“I suppose you have been patient today, Your Grace.”
“Very patient,” he said.
“It was nice of you to let the girls come with us.”
“Very nice,” he added, and threw a grin her way.
“I know they loved the ride, and they will enjoy the puppet show, too.”
She would never know how happy he had been to see Seaton and with his grandchildren. “I didn’t really mind,” he lied without really thinking about it.
“Are you sure?”
“No,” he said, and clicked the ribbons on the horses’ rumps to pick up their pace. “But I’m trying to be as nice today as you seem to think I’ve been.”
“That will make your mother very proud of you.”
“I doubt that, Louisa. I am her only child, but my mother has never favored me.”
“Did you just call me Louisa?”
“Yes, so what are you going to do about it, Miss Prim and Proper?”
“I’m going to say that is a terrible thing for you to say about your mother.”
He laughed. “Terrible, sad, and true. She would agree with me, I assure you. The duchess was an only child and never quite knew what to do with a child of her own, but the nurses, tutors, and governesses she hired did. Her Grace’s happiest day was when I was sent off to Eton to live.”
“I’m sure that’s not true, either.”
Bray looked over at Louisa’s wide eyes and realized how much he enjoyed being with her. “I’m sure it is, but don’t look so aghast. We get along well enough now that I’m grown.”

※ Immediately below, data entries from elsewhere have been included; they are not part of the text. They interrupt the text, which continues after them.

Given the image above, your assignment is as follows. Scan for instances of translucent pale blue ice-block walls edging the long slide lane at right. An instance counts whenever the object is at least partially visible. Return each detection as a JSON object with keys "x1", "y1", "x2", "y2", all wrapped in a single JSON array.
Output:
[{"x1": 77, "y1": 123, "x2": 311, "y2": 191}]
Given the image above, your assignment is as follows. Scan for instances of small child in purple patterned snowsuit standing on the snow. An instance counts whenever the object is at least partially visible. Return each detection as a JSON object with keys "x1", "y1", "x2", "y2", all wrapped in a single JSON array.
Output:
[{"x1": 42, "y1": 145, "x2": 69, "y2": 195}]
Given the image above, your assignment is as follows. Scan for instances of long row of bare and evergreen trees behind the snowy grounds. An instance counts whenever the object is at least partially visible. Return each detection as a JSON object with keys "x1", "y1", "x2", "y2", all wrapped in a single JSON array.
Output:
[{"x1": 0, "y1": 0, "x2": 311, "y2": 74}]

“What about your father? Was he the same way?”
Worse.
But he didn’t like to talk about his father. He didn’t even like to think about the man. “I saw very little of him when I was a child. My parents weren’t fond of each other, Miss Prim. Their purpose for getting married was to give my father an heir. After I was born and declared a healthy child, my mother moved into her own house. She and my father never lived together again.”
“Oh, I see,” she said softly. “That must have been a challenge for you.”
“Not really,” he said, watching for Standish and Miss Prim. “Boarding schools were always in my future. I adapted.”
“I suppose your life has been very different from mine.”
“I’m sure. For some reason, I envision you growing up with the whole family sitting around a dinner table, enjoying your food and your chatter. In the evenings, all of you probably played chess and cards, or listened to your father read to you by the light of a roaring fire.”
Her eyes brightened. “Yes, we did so often. Dinner and evenings were always family time. How did you know?”
I see it in all you say and do.
“My friend Harrison had family. He told me about his life.”
Bray looked away from her and clicked the ribbons again. A sudden longing for that elusive thing called “family life” gripped him tightly. He felt a lump in his throat and heaviness in his chest. He quickly shook the unwanted feelings away. Bray knew what family time was, though he’d never experienced it.
When he was a young boy, his meals were taken on a tray in his room with his nurse or governess. At boarding school, their food was served in a large hall at a long table with all the other boys who were just as lonely as he was. And as an adult, he never ate at home in the evening. He ate at one of his clubs. Bray’s father had invited him to dine with him one evening a couple of years before his death. Bray decided to be a good son that day and obliged him. The meal was so painfully long and quiet that repeating the occasion was never broached again by either of them. His mother was barely a little better, inviting him to dine with her only on Christmas day and Easter.
Family time was for vicars and the like, not for dukes, and it was best he not forget that.
“Look, Your Grace, to your right,” Miss Prim said. “There they are. See them, sitting on a blanket under that tree?”